## Line Chart: NDCG@10 Performance vs. Embedding Dimensions
### Overview
The chart compares the performance of four language model variants (LLM2Vec-7B, LLM2Vec-7B with SMEC, LLM2Vec-1B, and LLM2Vec-1B with SMEC) across different embedding dimensions (128 to 3584). Performance is measured as NDCG@10, a metric for ranking quality, plotted against embedding dimensions.

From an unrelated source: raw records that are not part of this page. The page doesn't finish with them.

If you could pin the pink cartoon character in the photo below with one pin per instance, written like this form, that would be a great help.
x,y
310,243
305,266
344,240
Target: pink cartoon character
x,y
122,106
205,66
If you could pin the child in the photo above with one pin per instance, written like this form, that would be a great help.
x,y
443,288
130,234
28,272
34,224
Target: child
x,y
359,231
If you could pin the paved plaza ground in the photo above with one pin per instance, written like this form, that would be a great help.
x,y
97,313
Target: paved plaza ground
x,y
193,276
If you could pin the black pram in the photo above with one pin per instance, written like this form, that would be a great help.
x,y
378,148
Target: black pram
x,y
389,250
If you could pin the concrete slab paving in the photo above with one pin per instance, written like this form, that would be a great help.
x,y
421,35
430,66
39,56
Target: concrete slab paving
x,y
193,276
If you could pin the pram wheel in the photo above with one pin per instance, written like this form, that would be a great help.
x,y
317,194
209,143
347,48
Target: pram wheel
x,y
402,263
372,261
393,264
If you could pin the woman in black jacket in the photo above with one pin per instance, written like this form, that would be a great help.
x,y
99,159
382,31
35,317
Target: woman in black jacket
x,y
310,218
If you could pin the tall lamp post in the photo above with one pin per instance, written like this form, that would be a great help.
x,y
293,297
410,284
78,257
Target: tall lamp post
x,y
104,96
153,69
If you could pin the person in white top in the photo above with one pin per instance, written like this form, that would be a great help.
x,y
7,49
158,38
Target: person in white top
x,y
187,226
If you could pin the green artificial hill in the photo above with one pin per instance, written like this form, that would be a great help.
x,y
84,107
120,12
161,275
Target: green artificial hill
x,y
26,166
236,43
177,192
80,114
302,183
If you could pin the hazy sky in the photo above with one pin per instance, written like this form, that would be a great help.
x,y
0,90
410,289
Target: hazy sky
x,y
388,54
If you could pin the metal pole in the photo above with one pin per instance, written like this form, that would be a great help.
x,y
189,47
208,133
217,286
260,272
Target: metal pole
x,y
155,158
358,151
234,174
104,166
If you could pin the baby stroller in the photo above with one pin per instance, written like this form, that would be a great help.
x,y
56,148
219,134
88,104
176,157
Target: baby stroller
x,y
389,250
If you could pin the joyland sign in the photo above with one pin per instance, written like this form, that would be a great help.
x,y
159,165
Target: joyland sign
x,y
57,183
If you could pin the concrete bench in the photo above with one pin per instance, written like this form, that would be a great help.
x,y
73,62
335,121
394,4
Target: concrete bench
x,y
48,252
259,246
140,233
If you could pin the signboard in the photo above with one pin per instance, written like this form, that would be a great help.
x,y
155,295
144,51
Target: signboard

The chart includes annotations for lossless dimension compression ratios (~12x and ~14x) and visualizes trends in model efficiency and effectiveness.
### Components/Axes
- **X-axis**: "Embedding dimensions" (logarithmic scale: 128, 256, 512, 1024, 1536, 3584).

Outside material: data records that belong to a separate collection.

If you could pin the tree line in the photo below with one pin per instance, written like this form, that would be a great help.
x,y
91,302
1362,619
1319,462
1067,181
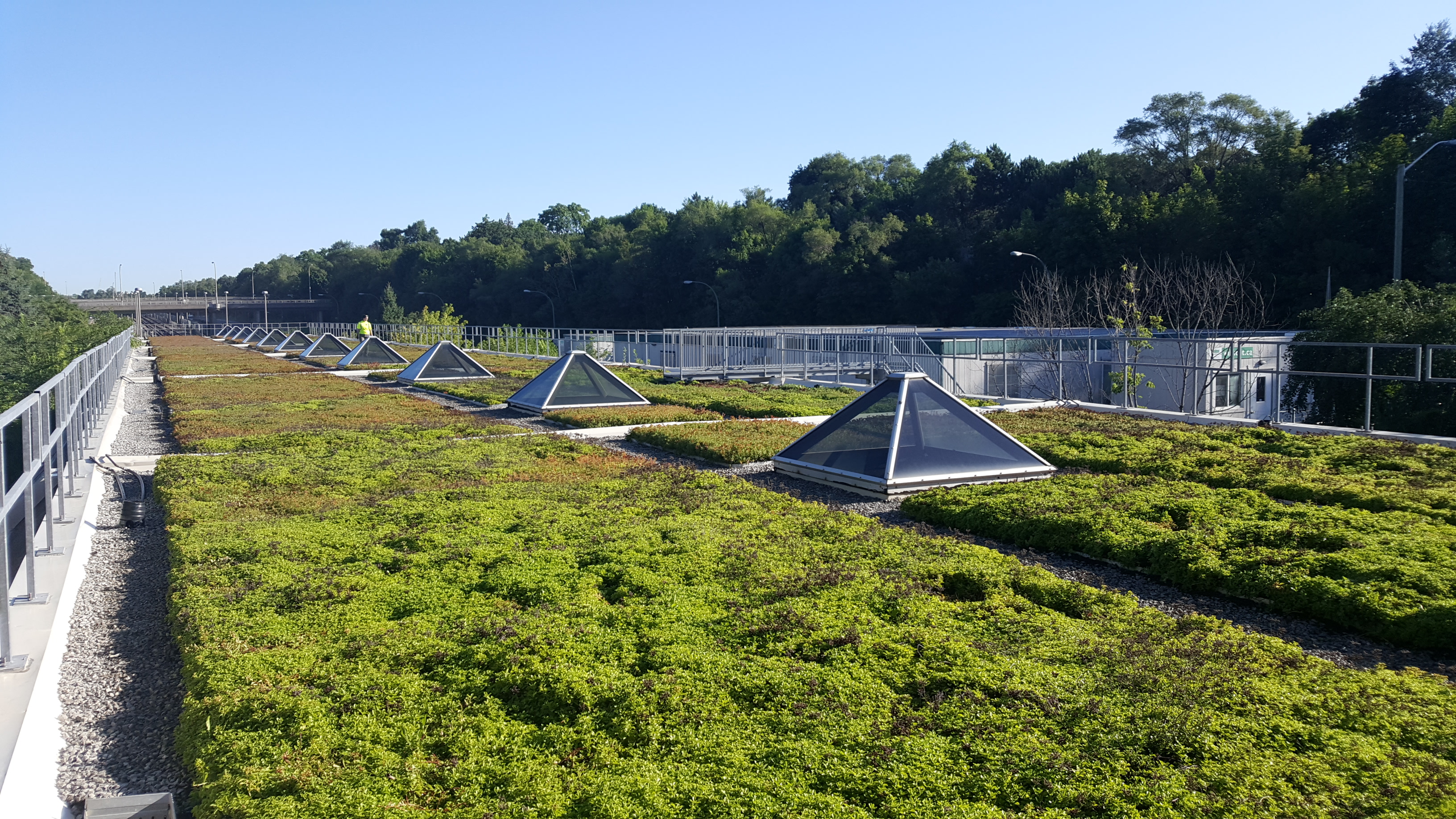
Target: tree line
x,y
883,240
40,330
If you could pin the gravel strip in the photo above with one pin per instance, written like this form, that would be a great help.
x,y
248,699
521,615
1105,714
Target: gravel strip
x,y
1320,640
121,677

- **Y-axis**: "NDCG@10" (normalized Discounted Cumulative Gain at 10 results, range: 0.4–0.9).
- **Legend**: Located in the bottom-right corner, mapping colors/markers to model variants:
- **Blue line with triangles**: LLM2Vec-7B
- **Maroon line with triangles**: LLM2Vec-7B(w/ SMEC)
- **Dashed cyan line with circles**: LLM2Vec-1B
- **Dotted blue line with squares**: LLM2Vec-1B(w/ SMEC)
- **Annotations**:
- Green dashed lines labeled "~12x lossless dimension compression" and "~14x lossless dimension compression."
- Arrows pointing to specific data points (e.g., 0.832 at 512 dimensions for LLM2Vec-7B(w/ SMEC)).
### Detailed Analysis
1. **LLM2Vec-7B(w/ SMEC)** (Maroon line):
- Starts at **0.772** (128 dimensions) and increases steadily to **0.862** (3584 dimensions).
- Shows the highest NDCG@10 across all dimensions, with a ~14x lossless compression annotation at 512 dimensions.
2. **LLM2Vec-7B** (Blue line):
- Begins at **0.718** (128 dimensions) and rises to **0.802** (3584 dimensions).
- Outperforms LLM2Vec-1B variants but lags behind its SMEC-enhanced counterpart.
3. **LLM2Vec-1B(w/ SMEC)** (Dotted blue line):
- Starts at **0.492** (128 dimensions) and improves to **0.802** (3584 dimensions).
- Demonstrates the largest relative gain (~12x compression) at 512 dimensions.
4. **LLM2Vec-1B** (Dashed cyan line):
- Begins at **0.568** (128 dimensions) and reaches **0.715** (3584 dimensions).
- Shows minimal improvement compared to its SMEC-enhanced version.
### Key Observations
- **SMEC Enhancement**: All SMEC variants (7B and 1B) outperform their base models, with the 1B SMEC variant showing the most dramatic improvement (~12x compression).
- **Model Size Impact**: Larger models (7B) consistently achieve higher NDCG@10 than smaller models (1B), even without SMEC.
- **Diminishing Returns**: Performance gains plateau as embedding dimensions increase, particularly beyond 1024 dimensions.
### Interpretation
The data highlights the interplay between model size, embedding dimensions, and efficiency techniques like SMEC. While larger models (7B) inherently perform better, SMEC significantly boosts the efficiency of smaller models (1B), enabling them to approach the performance of larger models with reduced computational overhead. The ~12x and ~14x compression annotations suggest that SMEC allows for substantial dimensionality reduction without sacrificing ranking quality. This implies that SMEC is a critical optimization for deploying resource-constrained models in real-world applications.